From; Lost'un senaristlerinden birisinin de kadrosunda olduğu için başlamıştım açıkçası. İlk başlarda çok gizemli ve merak uyandırıcı gelse de sonlara doğru asla bir yerlere bağlanmaması, hali hazırda olan soruların hiçbirine yanıt vermeden üzerine birçok yeni soru işareti eklemesi ve dizide lost'taki gibi bir topluluk olmaması herkesin kendi kafasına göre bir şeyler keşfedip asla birleştirmemeleri ve iletişim kurmamaları nedeniyle harika bir konu olsa da kötü işlenmiş bence. Yine de izlenmeyecek kadar kötü bir dizi hiç değil. Ben 2 sezonu 2-3 günde bitirdim işsizlikten :d
82.
son 4 ayda izlediklerim:
breaking bad: izlemeyi sürekli erteliyordum. bu kadar geç tanıştığımız için çok üzgünüm.. (10/10)
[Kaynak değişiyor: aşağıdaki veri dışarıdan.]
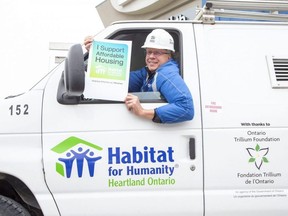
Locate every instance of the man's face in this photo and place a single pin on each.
(156, 57)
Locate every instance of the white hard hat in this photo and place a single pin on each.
(159, 39)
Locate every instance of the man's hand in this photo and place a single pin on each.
(87, 42)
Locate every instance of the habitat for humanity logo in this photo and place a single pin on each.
(75, 152)
(258, 156)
seven seconds: konusu ''Jersey'de 15 yaşındaki Afroamerikan bir gencin öldürülmesi, bir polis örtbasını ve gerçeği ortaya çıkarmak için yapılan bir girişimi tetikler.'' (8/10)
to the lake: yayılan bir salgın sonucu hayatta kalma mücadelesini izliyoruz. beğendim (8/10)
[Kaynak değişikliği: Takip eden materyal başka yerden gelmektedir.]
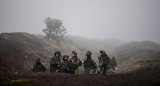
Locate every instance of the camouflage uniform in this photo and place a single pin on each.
(103, 61)
(55, 62)
(112, 64)
(76, 62)
(89, 64)
(63, 67)
(39, 66)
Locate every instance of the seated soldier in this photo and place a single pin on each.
(55, 62)
(39, 67)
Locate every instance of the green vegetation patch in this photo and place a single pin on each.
(18, 81)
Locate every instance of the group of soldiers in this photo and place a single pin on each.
(71, 65)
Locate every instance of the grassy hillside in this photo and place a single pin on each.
(133, 52)
(22, 49)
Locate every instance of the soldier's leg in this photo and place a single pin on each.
(94, 69)
(101, 69)
(105, 70)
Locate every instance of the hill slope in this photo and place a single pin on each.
(22, 49)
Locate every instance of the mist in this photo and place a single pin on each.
(134, 20)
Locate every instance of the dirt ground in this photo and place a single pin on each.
(12, 77)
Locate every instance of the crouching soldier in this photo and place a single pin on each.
(89, 63)
(55, 62)
(39, 67)
(103, 61)
(76, 62)
(65, 62)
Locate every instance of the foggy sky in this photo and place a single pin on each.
(127, 20)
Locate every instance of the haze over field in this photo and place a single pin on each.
(134, 20)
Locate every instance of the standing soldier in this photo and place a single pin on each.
(89, 63)
(39, 66)
(75, 61)
(103, 61)
(55, 62)
(64, 64)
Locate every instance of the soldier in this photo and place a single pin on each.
(89, 63)
(75, 61)
(55, 62)
(113, 63)
(39, 66)
(64, 64)
(103, 61)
kaleidoscope: sıkıntıdan öldüm bu diziyi izlerken. başta çok ilgimi çekmişti. dizi bir soygun hikayesi ve her bölüme bir renk adı verilmiş. istediğiniz renkten başlayarak, renkleri istediğiniz sıraya dizerek diziyi izleyebilirsiniz, her şekilde diziyi anlayacaksınız diyorlar. ben kronolojik sıraya göre izledim. soygundan önce 24 yıl, soygundan sonra 6 ay gibi gibi. çok ilgi çekici dursa da beğenmedim malesef (4/10)
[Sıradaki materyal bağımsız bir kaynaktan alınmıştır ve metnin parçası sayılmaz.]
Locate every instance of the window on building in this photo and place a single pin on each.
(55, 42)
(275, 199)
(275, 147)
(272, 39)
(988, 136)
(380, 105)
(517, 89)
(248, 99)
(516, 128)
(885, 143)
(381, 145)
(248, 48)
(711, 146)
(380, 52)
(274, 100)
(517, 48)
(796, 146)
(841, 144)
şahmaran: çok saçma bulduğum şeyler olsa da severek izledim ben. özellikle burak deniz'in totosunu görünce keyfim yerine geldi ne yalan söyliyim :d (9/10)
the night agent: Bir acil durum hattına bakan dikkatli bir FBI ajanı bir acil çağrı alıyor ve olaylar böyle başlıyor. bunu da beğendim. 2. sezonu sanırım 2024 mart'ta gelecekmiş,izlerim (8/10)
terzi: 1 bölüm izleyip yatarım diye başlayıp sabah 5te bitirdim diziyi. çok beğendim. 2. sezonu 28 temmuz'da geliyormuş (10/10)
obsession: ünlü bir cerrahın, oğlunun sevgilisiyle yasak aşkını izlediğimiz 4 bölümlük mini dizi. zaten bölümler de kısa hemen bitirdim (7/10)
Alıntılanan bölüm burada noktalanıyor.